Was um alles in der Welt hat der Name mit der Sache zu tun, erwiderte der Geheimrat; – und die Sache ist, daß Herr Philipp Schmidt es sich einmal selbstverständlich zu einer hohen Ehre schätzen würde, die persönliche Bekanntschaft des Herrn Grafen Golm zu machen; weiter, daß Herr Schmidt nicht bloß ein sehr reicher, sondern auch ein sehr kulanter Mann ist, und – als unser General-Entrepreneur – sehr liiert mit unserem Finanzier, Herrn Hugo Lübbener, der wieder der Finanzier des Herrn Grafen – enfin: die geeignetste Persönlichkeit, eine augenblickliche Verlegenheit des Herrn Grafen entweder selbst zu beseitigen, oder – falls Ihnen, wie ich voraussehe, dieser Modus nicht konvenierte, – die betreffenden Transaktionen mit Lübbener am schicklichsten zu vermitteln.

Aber man kann doch nicht mit der Tür ins Haus fallen, rief der Graf; – nennen Sie mir wenigstens einen Vorwand!

Der ist leicht gefunden, sagte der Geheimrat; – Herr Schmidt ist glücklicher Besitzer einer unserer gewähltesten Privatgalerien, die Leidenschaft des Herrn Grafen für die Kunst ist bekannt – was ist natürlicher, als daß der Herr Graf sich zu dem Herrn Schmidt bemüht, da Herr Schmidt beim besten Willen seine Galerie nicht zu dem Herrn Grafen ins Hotel bringen kann.

Nur daß die neunte Abendstunde zu diesem Zweck nicht besonders glücklich gewählt scheint, sagte der Graf, auf die Uhr blickend.

Wozu hat man denn die Reflektoren erfunden? erwiderte der Geheimrat lächelnd.

Ich komme mit Ihnen! rief der Graf, aufspringend.

Der Geheimrat hüstelte in seinen Hut und verbarg so glücklich das Lächeln, das um seine breiten bartlosen Lippen zuckte.

Es geht doch nicht, sagte der Graf; ich habe Herrn von Werben versprochen –

Dem Leutnant?

Natürlich – zu Hause zu sein; er wollte mich um 10 Uhr abholen, um mich, ich weiß nicht wohin, zu führen.

Herr von Werben würde die Hindernisse in einem Hürderennen leichter nehmen, sagte der Geheimrat mit gut gespielter bescheidener Ungeduld. – Schreiben Sie ihm eine Karte, Sie seien da und da und bäten ihn, nachzukommen.

Aber er kennt den Herrn ja gar nicht!

Er kennt ihn – ich weiß es – zufällig – aus dem Munde des Herrn Schmidt selbst.

Der Graf hatte nach seinem Diener geklingelt und sich Hut und Handschuhe geben lassen.
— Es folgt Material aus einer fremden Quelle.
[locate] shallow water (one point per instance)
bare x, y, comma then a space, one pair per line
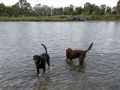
19, 41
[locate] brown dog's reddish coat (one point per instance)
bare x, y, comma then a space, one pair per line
71, 54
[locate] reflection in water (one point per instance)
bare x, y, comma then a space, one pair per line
74, 67
19, 41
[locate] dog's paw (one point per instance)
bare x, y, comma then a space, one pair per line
40, 75
48, 68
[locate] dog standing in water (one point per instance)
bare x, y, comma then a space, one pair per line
72, 54
41, 60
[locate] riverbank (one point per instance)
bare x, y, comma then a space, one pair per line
62, 18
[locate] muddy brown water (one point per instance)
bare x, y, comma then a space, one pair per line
19, 41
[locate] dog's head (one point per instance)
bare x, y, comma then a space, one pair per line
37, 59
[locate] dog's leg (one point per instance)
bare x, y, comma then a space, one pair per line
48, 62
37, 71
81, 60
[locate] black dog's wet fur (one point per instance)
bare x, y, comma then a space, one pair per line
41, 60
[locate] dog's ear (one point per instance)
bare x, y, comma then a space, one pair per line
69, 50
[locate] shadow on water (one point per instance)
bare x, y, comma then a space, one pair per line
73, 67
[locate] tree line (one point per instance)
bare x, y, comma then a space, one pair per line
24, 8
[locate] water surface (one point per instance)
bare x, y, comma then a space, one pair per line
19, 41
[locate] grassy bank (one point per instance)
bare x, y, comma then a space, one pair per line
29, 18
61, 18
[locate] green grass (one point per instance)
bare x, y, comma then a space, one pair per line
60, 18
29, 18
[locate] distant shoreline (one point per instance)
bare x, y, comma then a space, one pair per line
60, 18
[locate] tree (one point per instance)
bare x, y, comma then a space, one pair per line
24, 6
79, 10
2, 9
102, 9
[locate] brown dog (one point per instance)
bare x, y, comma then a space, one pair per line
72, 54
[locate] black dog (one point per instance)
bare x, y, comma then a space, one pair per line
40, 60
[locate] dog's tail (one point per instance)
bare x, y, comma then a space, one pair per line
44, 47
89, 47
Die Herren schritten nach der Tür.

Wenn der Mann nur nicht Schmidt hieße, sagte der Graf stehen bleibend.

Seltsame Idiosynkrasie! – alle bedeutenden Menschen sind davon heimgesucht – nach Ihnen, Herr Graf!

Bitte, ich bin hier zu Hause!

Und die Herren verließen das Zimmer.